The mysterious Michelin Star - how are they won and lost?
It’s a century-old food ranking system that makes the world’s best chefs go weak at the knees, but what do we actually know about the famous Michelin Star?Peter Iantorno April 21, 2015
The Michelin Star hasn't always been the symbol of culinary excellence it is today. When the star system was first introduced in 1931, a restaurant was awarded one star if it was "a good place to stop"; two stars would denote that a restaurant was "worth a detour"; and in order to be awarded the highest possible commendation of three Michelin Stars, a restaurant needed to be "worth a special journey".
While the fact that motorised travel was still something of a novelty and to make a special trip simply to try out a restaurant was a big pretty deal, certainly had a bearing on how strict the judgements were, it doesn't make it sound any less ridiculous that the first Michelin Stars were awarded to restaurants that weren't even worthy of taking detour, let alone a special journey!

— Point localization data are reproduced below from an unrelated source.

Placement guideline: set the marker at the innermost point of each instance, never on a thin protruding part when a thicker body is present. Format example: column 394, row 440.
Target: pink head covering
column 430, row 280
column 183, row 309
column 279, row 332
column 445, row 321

Nowadays the Michelin Guide holds the ultimate power to bestow and retract its coveted stars - an honour so great that chef Gordon Ramsay, below, once described the feeling of when his New York restaurant was stripped of both of its Michelin stars as "like losing a girlfriend. You want her back." But for an annual that is such an authority on cuisine today, it is perhaps a surprise to learn that the first Michelin Guide, published in 1900 by French tyre manufacturer André Michelin and his brother Édouard, didn't even make much mention of food in it at all, instead containing a selection of useful information for motorists such as maps, instructions for changing a tyre, and listings for hotels and petrol stations.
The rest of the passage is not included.